Tim Tebow’s trade to the New York Jets--and into the nation’s number one media market--has garnered a lot of attention in the press. And the mainstream media's scorn for his religion has been over-the-top.
Tebow-mocking, of course, is not new, but it’s now reached an all-time high.
The Atlantic mocked the Jets--and Christianity--in an article entitled, “New York City Sports, Now with Even More Jesus.
On ESPN, Skip Bayless asked Tebow how he felt about being one of the most polarizing, divisive players in the NFL because of his faith.
And recently, on MSNBC, The Nation sports editor Dave Zirin remarked, “There are a lot of LGBT people that live in New York City who are also football fans and they might want to know why the new, possibly starting, quarterback for the New York Jets wants them to move backwards 30 or 40 years." Since when does an athlete’s position on a social issue disqualify him from playing a sport?
CBSChicago.com writer Dan Bernstein labeled Tebow as a “little more than an affable simpleton” and criticized Tebow’s fans, calling them “lunatic-fringe cultists.”
Prior to the Super Bowl, Rabbi Joshua Hammerman opined in The Jewish Week that “If Tebow wins the Super Bowl, against all odds, it will buoy his faithful, and emboldened faithful can do insane things, like burning mosques, bashing gays and indiscriminately banishing immigrants.” The Jewish Week and Hammerman later apologized.
The attacks expanded to the absurd: MSNBC mocked Tebow’s reading ability when he read Green Eggs and Ham for Pizza Hut’s “BOOK IT!” children’s reading program.
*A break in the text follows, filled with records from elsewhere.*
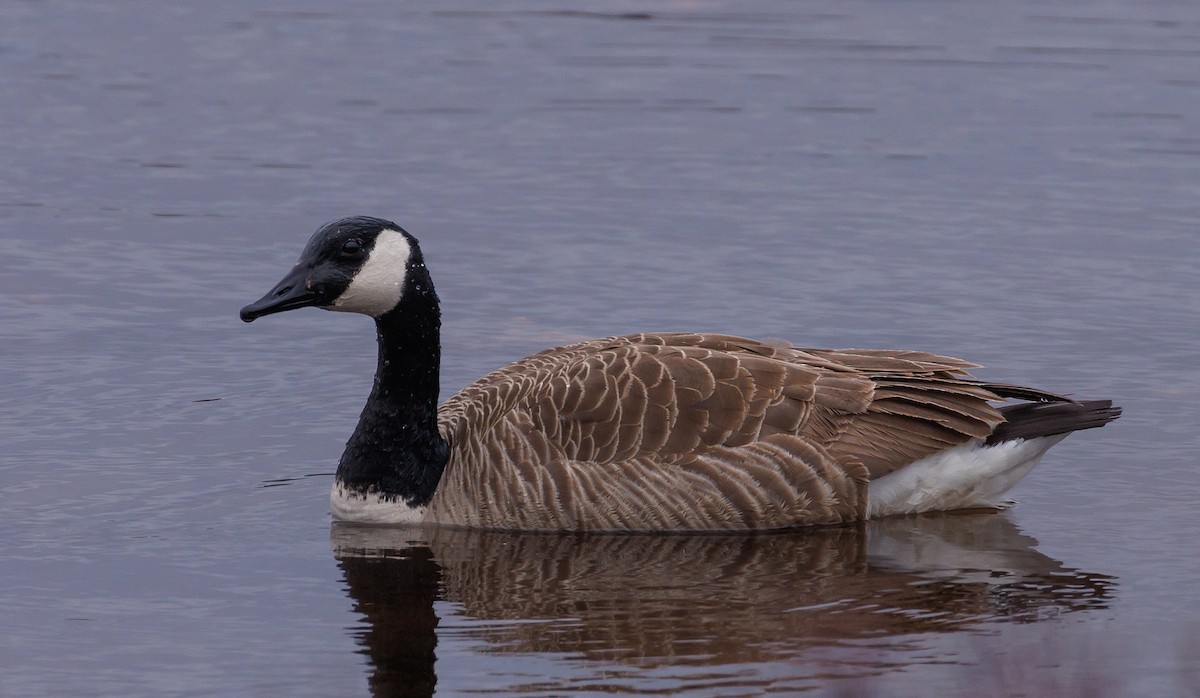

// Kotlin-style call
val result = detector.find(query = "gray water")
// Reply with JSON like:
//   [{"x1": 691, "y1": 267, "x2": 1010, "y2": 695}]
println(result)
[{"x1": 1, "y1": 1, "x2": 1198, "y2": 696}]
In December 2011, Bill Press, who likes to lecture conservatives about civility, said on his radio show that Tim Tebow needs to “STFU” about Jesus, calling him a “disgrace” and an “embarrassment.” However, he was just getting started with those remarks. He continued: "By dragging God into every football game, Tebow makes a mockery of Chrisianity--and trivializes religion. The truth is, God doesn't care who wins an election, a bingo game, or a football game. Sorry, Tebow, Jesus is not a Broncos fan."
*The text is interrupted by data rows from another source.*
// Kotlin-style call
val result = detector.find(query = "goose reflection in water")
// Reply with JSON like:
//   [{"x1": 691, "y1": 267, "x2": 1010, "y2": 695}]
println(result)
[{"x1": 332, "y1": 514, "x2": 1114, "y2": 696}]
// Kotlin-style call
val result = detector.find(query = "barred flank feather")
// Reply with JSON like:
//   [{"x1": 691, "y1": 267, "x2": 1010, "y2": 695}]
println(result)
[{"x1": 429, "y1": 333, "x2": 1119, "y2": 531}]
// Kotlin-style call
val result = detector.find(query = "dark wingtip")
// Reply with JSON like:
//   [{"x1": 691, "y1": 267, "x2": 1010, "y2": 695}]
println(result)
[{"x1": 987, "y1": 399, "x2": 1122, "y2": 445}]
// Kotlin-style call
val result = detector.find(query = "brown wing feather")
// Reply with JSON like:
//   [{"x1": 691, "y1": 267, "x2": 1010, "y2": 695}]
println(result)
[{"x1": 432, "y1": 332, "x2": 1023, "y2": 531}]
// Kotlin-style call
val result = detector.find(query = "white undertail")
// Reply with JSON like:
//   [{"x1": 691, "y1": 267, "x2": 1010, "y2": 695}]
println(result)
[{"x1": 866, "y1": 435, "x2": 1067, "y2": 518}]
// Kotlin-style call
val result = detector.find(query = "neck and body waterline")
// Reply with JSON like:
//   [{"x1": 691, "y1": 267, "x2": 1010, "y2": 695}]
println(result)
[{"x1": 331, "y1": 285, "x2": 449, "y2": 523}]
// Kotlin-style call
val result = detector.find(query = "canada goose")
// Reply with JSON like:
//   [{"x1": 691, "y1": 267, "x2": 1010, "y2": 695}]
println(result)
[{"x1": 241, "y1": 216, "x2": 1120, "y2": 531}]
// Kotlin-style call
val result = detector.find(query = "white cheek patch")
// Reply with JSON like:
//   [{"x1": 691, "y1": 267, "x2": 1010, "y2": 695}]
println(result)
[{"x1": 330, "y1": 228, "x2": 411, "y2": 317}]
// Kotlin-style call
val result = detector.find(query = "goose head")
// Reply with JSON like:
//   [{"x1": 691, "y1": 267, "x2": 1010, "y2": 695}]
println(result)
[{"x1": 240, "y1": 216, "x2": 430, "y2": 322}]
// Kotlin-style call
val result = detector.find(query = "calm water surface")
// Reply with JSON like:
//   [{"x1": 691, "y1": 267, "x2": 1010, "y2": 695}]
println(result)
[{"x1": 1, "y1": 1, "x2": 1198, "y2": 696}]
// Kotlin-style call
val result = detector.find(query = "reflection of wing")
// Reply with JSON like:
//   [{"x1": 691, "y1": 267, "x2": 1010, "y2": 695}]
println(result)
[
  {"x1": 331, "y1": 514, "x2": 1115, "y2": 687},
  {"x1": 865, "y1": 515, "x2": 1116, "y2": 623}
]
He then went on to mock Tebow's fans: "Now, if you're one of the silly millions of Americans who loves Tebow's in-your-face kind of Christianity, consider this. What if he were a devout Muslim, who bowed to Mecca after every touchdown and shouted 'Allahu Akbar'?"
Press and the other members refuse to see the bias and hypocrisy in their remarks. If Tebow was a Muslim the media would not dare to make the comments they are making about him or his faith.
The mainstream media did not pick up on his rant, and Press felt no need to apologize.
NBC sports analyst Jelisa Castrodale even remarked that hatred of Tebow is directly tied to his faith.
Why can’t the media just report the facts? Why is there such a need to criticize others who are different from them?
Unfortunately, the mainstream media is predominantly secular and liberal--and intolerant of others who don’t hold their views. They claim to honor "free speech" and the First Amendment, but hold a double standard when a Christian athlete expresses his faith by attacking his character--which is squeaky clean, in this case.
Criticism is to be expected, to be sure--Tebow is one of the most famous and popular athletes of his time, with a following of over 9,000 tweets per second in one game alone.
But what about reporting on the fact that he is a role model for younger athletes, especially when professional sports teams are plagued by sex scandals, drugs, steroids, and women abuse? If anything, Tebow represents that which is good about sports and athleticism.
Unfortunately, when journalists dismiss the role of religion in someone’s life, they miss out on telling some of the great stories within our culture. They also miss out on what is good about journalism—uncovering the truth or “uncomfortable” facts, being curious about life, investigating and describing facts in a sincere and unbiased way, and remaining open to learning and encouraging others to do the same.
When journalists avoid discussing topics that are uncomfortable to them, they then provide imbalanced and unfair coverage and deprive their audience of important answers and information that could be helpful and life-giving.